Heat cramps, heat exhaustion and heat stroke
According to news sources, the first four months of 2000 were the hottest on record, and they could warn of a very long and hot summer ahead. Summer’s most dangerous influence comes in the form of three types of heat emergencies: heat cramps, heat exhaustion and heat stroke. Listed from least to most severe, these conditions rapidly can advance from one to another. This requires a close watch for their symptoms once temperatures become intense.
Heat cramps are muscle aches caused by a loss of salt as the body attempts to regulate its temperature by sweating. Left unattended, heat cramps can be a beginning symptom of heat exhaustion, which develops as the body continues to become more dehydrated. Some of the symptoms most commonly identified with heat exhaustion include cool or moist skin, dilated pupils, profound sweating, tiredness, headache and nausea or vomiting.
Heat stroke is the most serious of the three conditions. Heat stroke often is signaled by hot, dry, red skin. Victims of heat stroke also may exhibit signs of disorientation, experience rapid and shallow breathing or have a quick and weak pulse.
Victims of heat illnesses should be removed from the sun and allowed to lie down in a cool area with their feet elevated. Unless the victim shows signs of shock, water or salted beverages should be given to sip. Cool, wet cloths and fans can be used to lower the body’s internal temperature. If the condition does not improve, seek immediate medical assistance.

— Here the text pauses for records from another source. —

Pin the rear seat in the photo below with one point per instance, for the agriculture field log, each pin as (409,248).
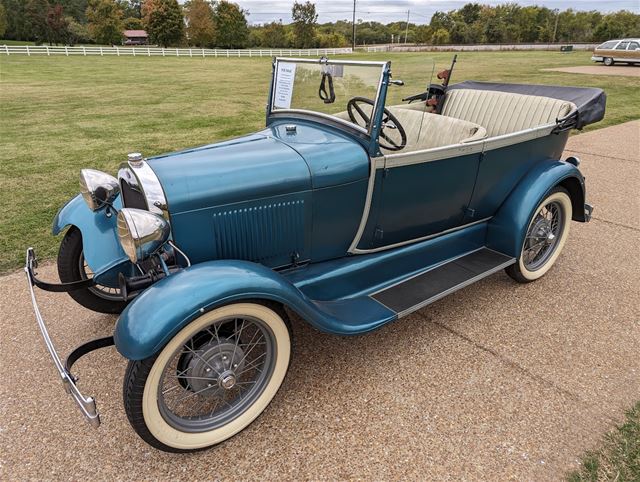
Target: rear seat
(427,131)
(504,112)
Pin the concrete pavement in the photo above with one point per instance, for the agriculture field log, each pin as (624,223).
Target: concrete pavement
(498,381)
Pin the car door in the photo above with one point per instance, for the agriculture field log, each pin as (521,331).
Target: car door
(633,52)
(419,194)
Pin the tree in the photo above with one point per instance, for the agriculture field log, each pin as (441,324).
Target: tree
(3,20)
(163,21)
(57,25)
(230,24)
(76,32)
(274,35)
(105,21)
(36,20)
(304,24)
(133,23)
(440,36)
(200,27)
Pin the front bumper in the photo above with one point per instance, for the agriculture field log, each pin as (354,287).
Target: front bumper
(86,404)
(588,210)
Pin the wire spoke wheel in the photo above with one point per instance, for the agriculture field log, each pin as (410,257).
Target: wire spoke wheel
(212,379)
(546,235)
(543,235)
(217,374)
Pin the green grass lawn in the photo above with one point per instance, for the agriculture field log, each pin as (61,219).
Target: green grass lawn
(59,114)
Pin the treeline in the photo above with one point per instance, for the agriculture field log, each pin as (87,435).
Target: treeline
(204,23)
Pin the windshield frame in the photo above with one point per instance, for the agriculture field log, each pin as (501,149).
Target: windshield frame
(371,132)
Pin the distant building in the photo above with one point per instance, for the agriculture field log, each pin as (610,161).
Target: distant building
(135,37)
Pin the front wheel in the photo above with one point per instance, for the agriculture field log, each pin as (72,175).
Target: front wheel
(547,232)
(73,267)
(211,380)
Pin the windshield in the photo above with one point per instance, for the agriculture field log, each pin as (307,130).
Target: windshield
(323,86)
(349,91)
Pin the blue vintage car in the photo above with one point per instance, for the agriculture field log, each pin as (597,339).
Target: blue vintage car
(351,209)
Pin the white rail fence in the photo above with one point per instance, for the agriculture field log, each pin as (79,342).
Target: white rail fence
(477,47)
(162,52)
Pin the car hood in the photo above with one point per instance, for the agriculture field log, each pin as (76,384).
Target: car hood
(269,163)
(246,168)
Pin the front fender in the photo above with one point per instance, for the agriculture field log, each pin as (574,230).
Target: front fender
(164,308)
(100,244)
(507,229)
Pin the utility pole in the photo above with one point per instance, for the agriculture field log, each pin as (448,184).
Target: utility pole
(555,29)
(406,30)
(353,33)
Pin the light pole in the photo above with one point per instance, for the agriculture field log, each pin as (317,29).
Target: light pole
(406,30)
(353,32)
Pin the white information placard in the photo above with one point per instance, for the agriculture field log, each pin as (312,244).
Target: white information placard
(284,85)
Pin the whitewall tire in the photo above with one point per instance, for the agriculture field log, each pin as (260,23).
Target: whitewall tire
(547,233)
(211,380)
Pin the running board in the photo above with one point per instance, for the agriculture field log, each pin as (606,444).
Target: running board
(419,291)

Fortunately, heat illnesses are very preventable through careful safety measures to plan for the hotter temperatures, particularly for children, elderly and obese persons, who are most at risk. Wearing cool, light clothing and resting frequently if you’re exposed to warmer temperatures is essential. Avoid drinking alcoholic or caffeinated beverages, as these promote further dehydration and disrupt the body’s natural ability to regulate its internal temperature.
It’s also important to seek out cool environments during periods of intense heat. If you don’t have access to air conditioning in your home, take a trip to a local mall, library or movie theater. Finally, drink plenty of fluids and make sure to check frequently on elderly neighbors or others who might be isolated and alone.
Summer fun is serious business, with implications for your health that should never be taken lightly. But, by taking a few, simple precautions, you can help ensure a safe and happy summer for everyone in your family.